The most shocking disconnect came from governance of land. State governments had started acquiring land more deftly, accommodating concerns of farmers and industries at the state level. Recent acquisitions in UP, Rajasthan, Andhra Pradesh and Chhattisgarh are a testimony to it. The Modi government, however, in its overconfidence, ignited land politics across the country and, in turn, weakened the efforts of states. Eventually, after July 15 meeting of the governing council of the NITI Aayog, the government was forced to take the state route on Land Bill as land is a subject in the concurrent list of the Constitution.

The BJP’s strategy to project the Land Bill as one of the major reforms generated needless hoopla around it and setback for the party, subsequently.

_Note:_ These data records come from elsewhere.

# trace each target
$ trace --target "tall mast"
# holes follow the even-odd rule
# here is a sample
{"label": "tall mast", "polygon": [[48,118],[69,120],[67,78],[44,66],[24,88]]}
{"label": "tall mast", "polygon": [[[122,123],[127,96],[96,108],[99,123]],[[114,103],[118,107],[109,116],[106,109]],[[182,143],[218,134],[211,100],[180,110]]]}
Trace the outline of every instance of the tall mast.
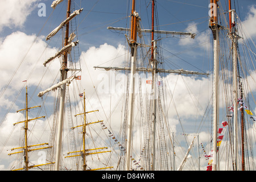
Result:
{"label": "tall mast", "polygon": [[125,165],[125,170],[129,171],[131,168],[131,156],[132,151],[132,136],[133,136],[133,123],[134,114],[134,75],[136,72],[137,66],[137,17],[136,16],[136,11],[135,11],[135,1],[133,0],[133,5],[131,9],[131,41],[130,46],[131,47],[131,74],[130,77],[130,88],[129,90],[129,101],[130,103],[129,115],[128,117],[128,125],[127,129],[127,143],[126,143],[126,164]]}
{"label": "tall mast", "polygon": [[[135,9],[135,0],[133,1],[133,10]],[[138,19],[140,19],[139,16],[138,15],[138,13],[135,13],[134,10],[132,10],[131,13],[131,29],[126,28],[120,28],[120,27],[108,27],[108,29],[109,30],[115,30],[118,31],[130,31],[131,32],[131,40],[129,41],[129,45],[131,47],[131,65],[130,67],[94,67],[95,68],[103,68],[106,71],[108,71],[111,69],[114,69],[115,71],[130,71],[130,85],[129,89],[129,119],[128,119],[128,124],[127,126],[127,140],[126,141],[126,164],[125,164],[125,169],[126,170],[130,169],[130,163],[131,163],[131,138],[132,138],[132,126],[133,126],[133,112],[134,112],[134,73],[136,72],[149,72],[152,74],[152,87],[151,87],[151,99],[152,100],[152,126],[153,127],[152,133],[150,133],[150,135],[151,135],[150,141],[151,143],[148,144],[149,147],[151,148],[148,148],[152,152],[150,155],[152,154],[150,158],[150,160],[151,162],[151,167],[149,167],[148,170],[151,169],[154,170],[155,166],[155,123],[156,123],[156,85],[155,85],[155,80],[157,79],[156,77],[156,73],[177,73],[177,74],[185,74],[188,75],[209,75],[208,73],[199,73],[197,72],[194,71],[188,71],[186,70],[184,70],[183,69],[179,70],[173,70],[173,69],[158,69],[157,68],[157,61],[156,60],[156,41],[154,40],[154,33],[157,34],[163,34],[164,35],[187,35],[190,36],[191,38],[194,39],[196,34],[190,33],[190,32],[175,32],[175,31],[162,31],[162,30],[154,30],[154,11],[155,11],[155,1],[152,1],[152,27],[151,30],[146,30],[146,29],[141,29],[138,28],[138,31],[139,33],[151,33],[151,57],[150,60],[150,63],[151,64],[152,68],[136,68],[136,53],[137,53],[137,48],[138,43],[136,43],[136,36],[137,36],[137,22]]]}
{"label": "tall mast", "polygon": [[217,20],[217,4],[218,0],[210,0],[212,14],[210,19],[210,28],[213,35],[213,65],[214,65],[214,92],[213,92],[213,171],[217,171],[217,130],[218,124],[218,26]]}
{"label": "tall mast", "polygon": [[[241,82],[241,100],[242,101],[243,97],[243,88],[242,82]],[[243,107],[241,109],[241,130],[242,139],[242,171],[245,171],[245,118]]]}
{"label": "tall mast", "polygon": [[[152,171],[154,171],[155,169],[155,128],[156,128],[156,70],[157,70],[157,63],[155,57],[156,53],[156,43],[154,38],[154,11],[155,11],[155,0],[152,0],[152,32],[151,32],[151,63],[152,66]],[[151,93],[152,94],[152,93]]]}
{"label": "tall mast", "polygon": [[86,133],[86,117],[85,114],[85,92],[84,92],[84,126],[82,126],[82,146],[83,146],[83,151],[82,151],[82,169],[84,171],[86,169],[86,164],[85,160],[85,134]]}
{"label": "tall mast", "polygon": [[[86,124],[86,114],[88,113],[90,113],[98,111],[98,110],[92,110],[90,111],[86,112],[85,111],[85,92],[84,91],[83,95],[84,95],[84,112],[81,114],[76,114],[76,115],[75,115],[75,117],[76,117],[79,115],[84,115],[84,124],[81,125],[79,125],[77,126],[73,127],[71,129],[73,130],[76,127],[82,127],[82,150],[80,150],[80,151],[72,151],[72,152],[68,152],[68,154],[67,154],[68,155],[69,155],[70,154],[73,154],[73,153],[79,153],[80,154],[67,156],[65,157],[65,158],[77,157],[77,156],[81,156],[82,157],[82,170],[87,171],[86,170],[87,164],[86,164],[86,160],[85,160],[85,156],[86,155],[92,155],[92,154],[101,154],[101,153],[105,153],[105,152],[111,152],[111,151],[102,151],[102,152],[90,152],[90,153],[87,152],[86,153],[86,151],[88,151],[96,150],[100,150],[100,149],[105,149],[105,148],[108,148],[108,147],[100,147],[100,148],[87,149],[87,150],[86,149],[86,147],[85,147],[85,134],[86,133],[86,125],[102,122],[103,122],[103,121],[96,121],[96,122],[91,122],[91,123]],[[92,171],[100,170],[100,169],[108,169],[108,168],[113,168],[113,167],[104,167],[104,168],[93,169],[90,169],[90,170],[92,170]]]}
{"label": "tall mast", "polygon": [[[237,40],[238,36],[236,34],[236,20],[235,20],[235,10],[231,9],[231,0],[229,0],[229,22],[230,22],[230,32],[231,39],[232,40],[233,48],[233,104],[234,104],[234,169],[238,170],[238,73],[237,67]],[[241,99],[243,98],[242,85],[241,85]],[[243,105],[242,104],[241,104]],[[244,139],[244,118],[243,118],[243,107],[241,109],[241,140],[242,140],[242,171],[245,169],[245,139]]]}
{"label": "tall mast", "polygon": [[238,103],[237,103],[237,92],[238,92],[238,79],[237,79],[237,39],[236,36],[234,31],[234,27],[233,27],[234,20],[234,12],[231,9],[231,0],[229,1],[229,14],[231,19],[229,20],[231,22],[230,24],[230,31],[231,35],[231,39],[232,40],[232,49],[233,49],[233,104],[234,105],[234,158],[233,158],[233,167],[235,171],[238,169],[237,162],[238,160]]}
{"label": "tall mast", "polygon": [[27,130],[28,130],[28,109],[27,107],[27,86],[26,86],[26,121],[25,121],[25,170],[28,170],[28,157],[27,155]]}
{"label": "tall mast", "polygon": [[8,154],[9,155],[13,155],[13,154],[16,154],[23,153],[23,154],[24,165],[24,167],[23,168],[16,169],[13,169],[12,171],[19,171],[19,170],[23,170],[23,169],[25,170],[25,171],[28,171],[29,169],[32,168],[37,167],[39,167],[39,166],[44,166],[44,165],[54,164],[54,162],[51,162],[51,163],[47,163],[47,164],[38,164],[38,165],[33,165],[33,166],[28,166],[28,162],[29,162],[28,159],[28,159],[28,152],[31,152],[31,151],[36,151],[36,150],[42,150],[42,149],[46,149],[46,148],[52,148],[52,146],[48,146],[48,147],[40,147],[40,148],[37,148],[28,149],[28,148],[30,148],[31,147],[37,147],[37,146],[39,146],[49,145],[49,144],[48,143],[44,143],[34,144],[34,145],[31,145],[31,146],[28,146],[28,145],[27,130],[28,130],[28,122],[30,122],[31,121],[33,121],[33,120],[36,120],[36,119],[39,119],[39,118],[44,118],[46,117],[45,116],[42,116],[42,117],[36,117],[35,118],[28,119],[28,110],[30,109],[34,109],[34,108],[36,108],[36,107],[41,107],[41,106],[36,106],[28,107],[28,98],[27,98],[27,96],[28,96],[27,86],[26,85],[26,108],[23,109],[20,109],[20,110],[17,110],[16,111],[16,113],[18,113],[18,112],[19,112],[20,111],[22,111],[22,110],[26,110],[26,120],[23,121],[19,121],[18,122],[16,122],[16,123],[13,124],[13,125],[15,126],[16,124],[24,123],[25,146],[24,147],[18,147],[18,148],[11,148],[11,150],[17,150],[17,149],[22,149],[22,150],[23,150],[23,151]]}
{"label": "tall mast", "polygon": [[[68,0],[68,8],[67,10],[67,18],[69,17],[70,15],[71,5],[71,0]],[[66,24],[66,31],[65,35],[64,46],[67,46],[68,44],[68,40],[69,37],[69,22],[68,22]],[[67,79],[68,52],[67,51],[64,52],[63,56],[64,58],[62,61],[61,68],[60,68],[61,81]],[[66,84],[63,84],[61,87],[61,91],[60,91],[60,112],[59,114],[58,128],[57,134],[57,149],[56,151],[56,164],[55,164],[56,171],[59,171],[60,169],[61,151],[62,149],[62,135],[63,131],[63,119],[64,113],[65,92],[66,92]]]}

Land is a sensitive subject and more astute handling was expected by the government. A recent study by the Commonwealth Human Rights Initiative confirms that central ministries made 219 acquisitions for developmental projects between January 1 and June 30, but not a single acquisition was carried out under the ordinance. Data further corroborates that land was not the only hurdle for attracting investments and therefore all haste and hubris on Land Bill was unwarranted.

The immediate catalyst for this dent on hubris may be Bihar elections where land issues always play a major political role. It is time for the party to go back to the drawing board to rework its beleaguered rural and reform strategies.

This may still be an embarrassment for PM Modi but BJP MPs must be feeling relieved after the withdrawal of the controversial amendments, which they strongly perceived to be disjointed from the ground reality. Now, BJP must hope that public memory is short, as that’s the only way for them to recover from this setback.